Argon Plasma Polishing Dramatically Boosts Efficiency, Stability of Perovskite Cells

Jun 12, 2025 08:03 AM ET
  • Nankai University’s argon-plasma polishing removes surface defects, lifting perovskite solar-cell efficiency to 23.5 % and boosting stability, paving the way for scalable production.
Argon Plasma Polishing Dramatically Boosts Efficiency, Stability of Perovskite Cells

Researchers at China’s Nankai University have unveiled an elegant yet powerful tweak to the fabrication of perovskite solar cells—argon-plasma polishing (APP)—that lifts both their power output and long-term durability.

Perovskite films are prized for low-cost, high-gain photovoltaics, but their uppermost few nanometres often harbour “soft” lattice defects and lingering by-products from solution processing. These microscopic flaws accelerate non-radiative recombination, robbing devices of voltage and shortening their service life. The Nankai team discovered that a brief APP exposure acts like a nanoscale buffer: it vaporises adsorbed impurities, selectively removes iodine-rich residues, and leaves behind a smoother, lead-rich surface poised for further engineering.

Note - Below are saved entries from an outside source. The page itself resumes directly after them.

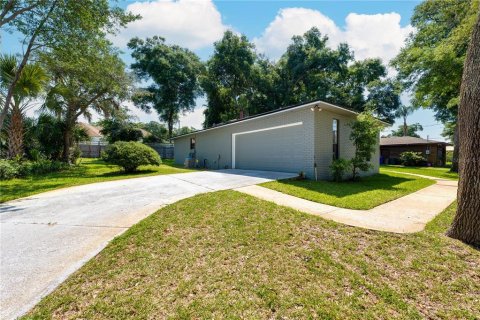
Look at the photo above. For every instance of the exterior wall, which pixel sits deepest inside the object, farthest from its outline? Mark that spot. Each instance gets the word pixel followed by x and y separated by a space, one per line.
pixel 215 146
pixel 437 156
pixel 324 143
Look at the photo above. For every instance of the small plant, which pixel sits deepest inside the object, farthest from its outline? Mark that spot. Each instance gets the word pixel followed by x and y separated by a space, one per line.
pixel 130 155
pixel 364 135
pixel 410 158
pixel 338 168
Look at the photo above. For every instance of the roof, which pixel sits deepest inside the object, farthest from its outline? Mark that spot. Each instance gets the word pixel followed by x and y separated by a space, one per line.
pixel 322 104
pixel 92 131
pixel 393 141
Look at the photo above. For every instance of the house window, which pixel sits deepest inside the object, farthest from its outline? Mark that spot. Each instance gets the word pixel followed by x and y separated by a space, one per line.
pixel 335 139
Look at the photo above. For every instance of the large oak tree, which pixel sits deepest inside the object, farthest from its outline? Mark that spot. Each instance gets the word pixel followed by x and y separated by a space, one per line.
pixel 173 75
pixel 466 224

That re-sculpted surface is then passivated with a thin two-dimensional perovskite layer, forming a high-quality 2D/3D heterointerface that blocks ion migration while shuttling charge carriers more freely. Cells built on standard glass/FTO substrates with SnO₂ hole transport layers, Spiro-OMeTAD electron transport layers and gold contacts posted striking gains. Devices treated with APP recorded a power-conversion efficiency of 23.53 %, up from about 22 % for untreated controls. The jump was driven mainly by a 40-mV rise in open-circuit voltage—direct evidence that fewer defects are wasting photons as heat—plus a modest boost in current density and a fill factor above 81 %.

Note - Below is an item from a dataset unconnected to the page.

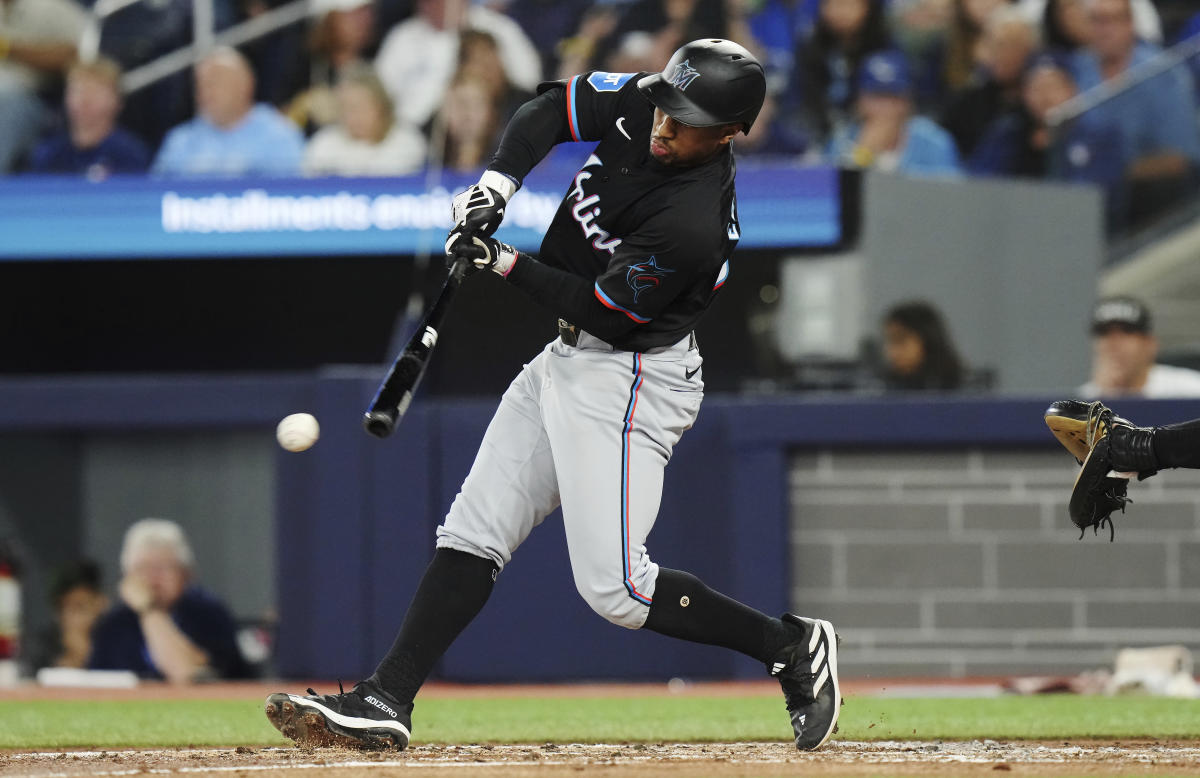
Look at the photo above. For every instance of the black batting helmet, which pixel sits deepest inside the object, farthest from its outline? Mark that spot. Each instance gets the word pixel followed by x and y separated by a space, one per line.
pixel 707 83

Stability tests underscore the practical upside. Under ambient conditions (25 % RH, 120 °C anneal, one-sun illumination) the polished cells retained over 80 % of their initial efficiency after four weeks, whereas reference devices slid to 73 % in the same period. Importantly, the APP protocol proved compatible with a variety of organic ammonium salts, suggesting it could be slotted into existing roll-to-roll perovskite lines without major retooling.

While today’s champion silicon PV modules operate near 26 % efficiency, perovskite technology is racing up the curve; incremental advances like APP chip away at long-standing stability concerns that have slowed commercial uptake. The authors argue their plasma polishing strategy is both scalable and solvent-free, pointing to a path for gigawatt-scale production of more robust, high-voltage perovskite modules. If adopted widely, the technique could bring perovskite-enabled tandem and standalone solar panels to market sooner—and at lower cost—accelerating the transition to carbon-free power.